Nella maggioranza la parola d’ordine è: minimizzare. «Voto locale» dicono gli sconfitti grillini. «Per il governo non cambia niente» rassicura il vincitore Salvini. Si tratta di dichiarazioni di facciata. Il crollo dei consensi in Abruzzo è un sintomo chiarissimo: i grillini stanno pagando i compromessi insiti nell’azione di governo: qui hanno perso i voti dei no-Tap, là di quelli che volevano chiudere l’Ilva; in Adriatico si sono inimicati i movimenti anti-trivelle mentre le vittime dei crac bancari non hanno visto realizzate le promesse.
Salvini è percepito come il vero numero uno del governo. Di Maio è a capo di una squadra che non brilla per preparazione. L’economia va male. E poi: che farà il giovane leader ora che si tratta di votare sì o no alla richiesta di autorizzazione a procedere proprio contro Salvini? Se farà votare no perderà l’elettorato più giustizialista, e disperderà l’«anima» populista e anti-casta che ha fatto la fortuna di un movimento nato da un corale «Vaffa». Se invece farà votare sì rischierà che Salvini faccia saltare il tavolo del governo. Che fare? Per ora si traccheggia. Ma i maldipancia dei gruppi parlamentari aumenteranno, le richieste di autonomia pure, Grillo tornerà a strepitare, Fico a rumoreggiare. La prima vittima sarà la Tav: l’opposizione del Movimento diventerà ancora più intransigente, almeno fino a quando francesi e Commissione europea non presenteranno il conto salato di un nostro dietrofront: chiederanno soldi che non abbiamo. La situazione rischia di andare fuori controllo: per Di Maio, che ha imposto una linea governista e compromissoria, e per Di Battista che, almeno sul voto abruzzese, è sembrato perdere il tocco magico. Le sue performance non hanno impedito il crollo elettorale.

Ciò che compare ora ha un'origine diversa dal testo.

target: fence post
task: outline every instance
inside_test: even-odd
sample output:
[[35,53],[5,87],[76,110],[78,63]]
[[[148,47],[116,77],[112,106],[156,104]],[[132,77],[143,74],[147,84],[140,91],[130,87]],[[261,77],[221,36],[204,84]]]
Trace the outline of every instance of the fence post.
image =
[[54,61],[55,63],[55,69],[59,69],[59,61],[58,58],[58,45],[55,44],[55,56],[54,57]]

Salvini ora non vuole toccare una foglia: a che pro? Il problema è dei grillini, non suo: lui continua ad ammassare voti nei granai ed è vicino a diventare il vero padrone del centrodestra. Il tempo lavora per la Lega fino a quando le europee di fine maggio la consacreranno di gran lunga il primo partito italiano. Se il leader leghista facesse saltare ora il governo non avrebbe la certezza che Mattarella voglia aprire la strada a nuove elezioni. Dunque, meglio andare avanti così per ora. Ultima notazione: in Abruzzo il centrosinistra (non il Pd) sembra aver ricominciato a respirare. I sondaggisti dicono che l’emorragia di voti verso il M5S è finita, forse la coalizione può tornare competitiva. Purché definisca un’offerta politica convincente per un elettorato che si è in gran parte allontanato. La crisi economica in cui l’Italia è di nuovo caduta può aiutare il centrosinistra a rimettersi in gara nella speranza di tornare ad un bipolarismo destra-sinistra che metta all’angolo i grillini.